What should be the appropriate age for a pre-schooler to be able to read independently? Is it advisable to use gadget/ video for teaching them the language?
There really is no definitive answer to this question as it depends on so many variables. However, according to research you can be confident that your child is developing their literacy skills at the expected rate if, by the time your child is 5 years of age, he/she has the following Oral Language skills:
Able to express themselves well with a vocabulary of thousands of words
Recounts a story accurately with details and in the correct sequence
Starts to make predictions about what will happen next in a story book or TV programme
Able to explain what words mean and what things are used for
Able to answer ‘how’ and ‘why’ questions
Starts to ask ‘when’ questions
Able to answer hypothetical questions like ‘What would you do if?’ and gives a reason for the answer
Able to have a conversation with a variety of people about a range of topics
Cooperates with peers in activities and play
Uses imagination and make-believe to act out and role play
His/her speech is generally clear
Continues to speak with a few grammatical errors, e.g. ‘drinked’

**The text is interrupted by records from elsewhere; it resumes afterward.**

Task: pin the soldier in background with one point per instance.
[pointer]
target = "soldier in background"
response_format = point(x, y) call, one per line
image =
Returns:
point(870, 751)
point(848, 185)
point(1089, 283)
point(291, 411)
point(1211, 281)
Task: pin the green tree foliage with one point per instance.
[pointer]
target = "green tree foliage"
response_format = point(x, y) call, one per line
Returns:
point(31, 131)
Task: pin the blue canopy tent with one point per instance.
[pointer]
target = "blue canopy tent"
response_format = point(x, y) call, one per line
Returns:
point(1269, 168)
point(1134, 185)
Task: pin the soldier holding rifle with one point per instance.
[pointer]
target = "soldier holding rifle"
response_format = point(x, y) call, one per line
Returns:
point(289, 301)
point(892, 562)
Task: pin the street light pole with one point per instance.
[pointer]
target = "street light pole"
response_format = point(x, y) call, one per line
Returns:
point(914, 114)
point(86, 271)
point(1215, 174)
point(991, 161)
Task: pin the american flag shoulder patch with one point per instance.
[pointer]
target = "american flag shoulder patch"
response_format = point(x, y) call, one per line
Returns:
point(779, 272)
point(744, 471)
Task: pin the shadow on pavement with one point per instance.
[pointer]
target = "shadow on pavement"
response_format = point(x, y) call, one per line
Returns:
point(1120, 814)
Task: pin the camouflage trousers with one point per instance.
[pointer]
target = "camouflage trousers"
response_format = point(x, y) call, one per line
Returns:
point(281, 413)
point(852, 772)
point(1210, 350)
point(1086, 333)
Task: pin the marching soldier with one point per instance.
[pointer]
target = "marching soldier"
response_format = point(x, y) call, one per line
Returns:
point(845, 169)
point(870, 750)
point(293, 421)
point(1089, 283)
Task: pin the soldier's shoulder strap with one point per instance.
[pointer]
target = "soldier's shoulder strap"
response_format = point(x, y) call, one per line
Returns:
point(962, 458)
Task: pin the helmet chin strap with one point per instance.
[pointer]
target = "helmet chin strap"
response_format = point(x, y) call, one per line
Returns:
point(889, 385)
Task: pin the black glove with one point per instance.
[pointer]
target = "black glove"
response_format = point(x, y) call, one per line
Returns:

If your child is demonstrating all the above oral language skills by the time they are 5, you can be confident that they are developing normally. In addition, if you are having conversations with your child, and reading to them every day, you can be reassured that you are setting the right foundation for your child to develop strong reading and writing skills in the future.
Reading for enjoyment has always, sadly, been a minority pursuit. This is not a problem exclusive to the digital age – but this is a problem. I say this because all the literature says the same thing: children who enjoy reading – that is, children who read without being forced to – do better at school than those who don’t. Hardly a surprising outcome, but the real question is: ‘How do I get my child to enjoy reading?’
The simple answer is: through modelling. Telling a child to read because it is good for him/her will never work – especially if they never see you reading for pleasure yourself. Sharing the reading experience with them – and making it an enjoyable and fulfilling experience – makes them far more likely to seek out the experience again and again.
The good news is that ‘books’ don’t always need to be in the traditional paper format. Though early research indicated that books were better than screens for reading, better screen technology, better software and greater familiarity with screens and digital formats mean that now there is little or no qualitative difference between the various formats – in fact research shows that a significant majority of children actually prefer reading on a tablet to reading a traditional book.
In a world dominated by digital technology, most of the reading our children will do in their lives will be on-screen. As long as the e-book is designed to avoid the pitfalls of distracting animation and hyperlinks, it is a whole lot easier to encourage a child to read if it is presented in a medium with which they already connect – and how many of our children do not connect with their tablets?
The key to creating enthusiastic life-long readers is to make the experience fun and is rewarding – and if that means changing our outmoded attitudes to the different delivery systems, then that’s something we have to accept.
Brian Caswell, Dean of Research and Programme Development, MindChamps answered the above parent's question.